Lasioglossum scoticum EBMER 1970; Lasioglossum hibernicum EBMER 1970;
This species was formerly referred to in the British and Irish literature either as a form of Lasioglossum smeathmanellum, with the female gaster mostly black and not metallic (Stelfox 1927), or as a species without a name (R C L Perkins 1935). This neglected species was later considered to consist of two allied, but undescribed species, by A W Ebmer. He described them under the names Lasioglossum scoticum (described from Scotland, but clearly known also from England and Wales) and L. hibernicum (described from Ireland) (Ebmer 1970). Later he considered them to be subspecies of L. cupromicans (Pérez 1903) (Ebmer 1976).
L. cupromicans and L. smeathmanellum form a species-pair in Britain with a largely allopatric distribution, the former species totally replacing L. smeathmanellum in Scotland and Ireland, and mainly so at higher altitudes and on moorland in north Wales, northern England, the Midlands and the south-west peninsula (e.g. Dartmoor). Was widely distributed but often rare and local in Ireland: Cork, Waterford, Clare, Tipperary, Wexford, Wicklow, Dublin and Mayo (Stelfox 1927), but there have been widespread recent records.

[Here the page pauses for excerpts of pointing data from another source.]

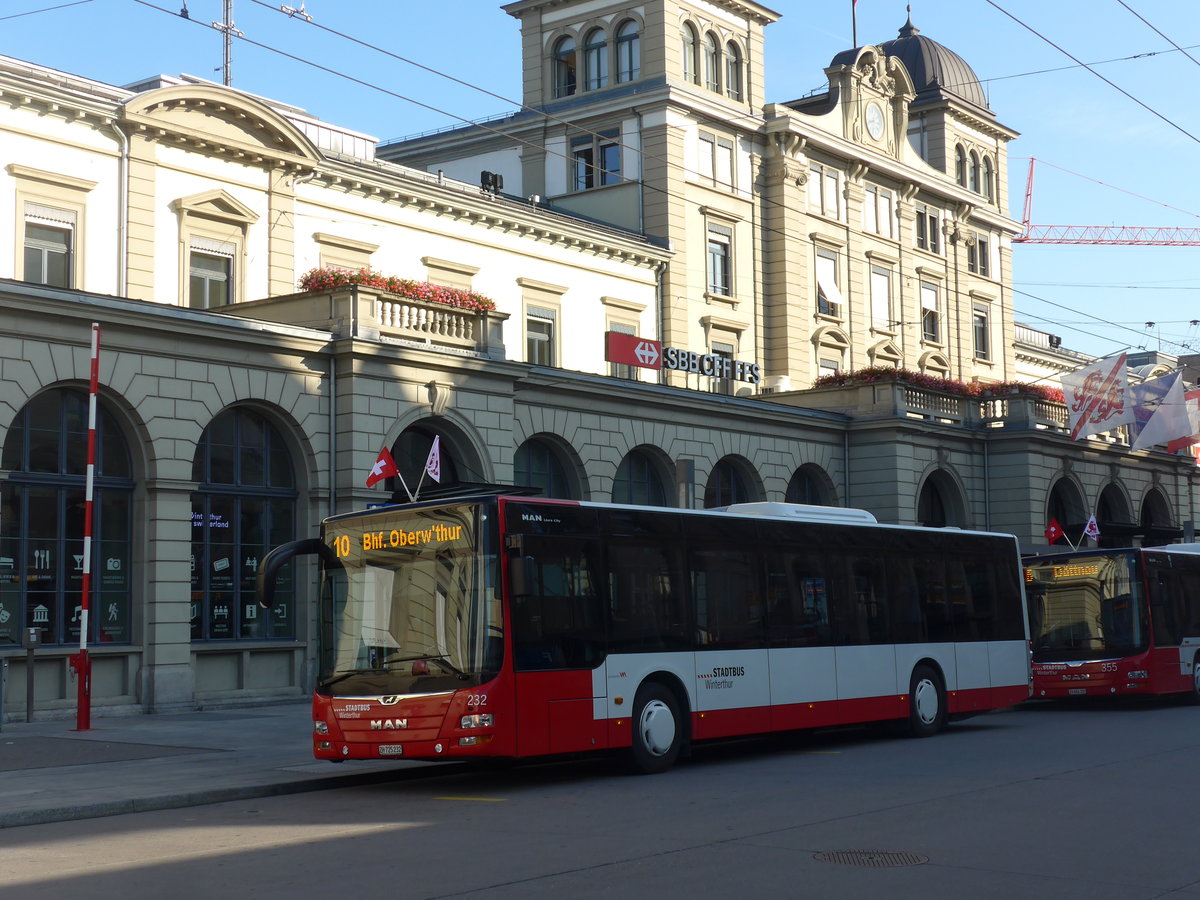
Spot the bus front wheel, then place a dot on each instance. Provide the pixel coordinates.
(658, 730)
(927, 702)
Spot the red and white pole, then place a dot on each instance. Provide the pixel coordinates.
(82, 664)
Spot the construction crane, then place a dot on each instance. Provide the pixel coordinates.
(1095, 235)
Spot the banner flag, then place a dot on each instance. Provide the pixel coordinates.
(1147, 397)
(1192, 403)
(433, 462)
(384, 467)
(1170, 421)
(1098, 397)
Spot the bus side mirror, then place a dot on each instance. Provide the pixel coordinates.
(522, 575)
(264, 581)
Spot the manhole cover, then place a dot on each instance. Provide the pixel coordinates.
(874, 858)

This species is not regarded as being scarce or threatened.
Woodland, moors and coastal sites. Occasionally found in other habitats.
Females from late April to the end of October, males from mid August to the beginning of October.
In Charnwood Forest, Leicestershire, Spooner (1946) found the species nesting in the earth crevices of stone walls and rocks, and also, in company with L. smeathmanellum, round the stonework of a farm building. Social organisation has not been recorded.
Cat's-ear species (Hypochoeris sp.), cinquefoil species (Potentilla sp.), hawkbit species (Leontodon sp.), hawk's-beard species (Crepis sp.), heather (Calluna vulgaris), sheep's-bit (Jasione montana), stonecrop species (Sedum), turnip (Brassica rapa var. rapa) and thistle species (Cirsium and Carduus spp.). P. Harvey (pers. comm.) has suggested that this bee species may have a close association with the flowers of rosebay willowherb (Epilobium angustifolium) in lowland Britain.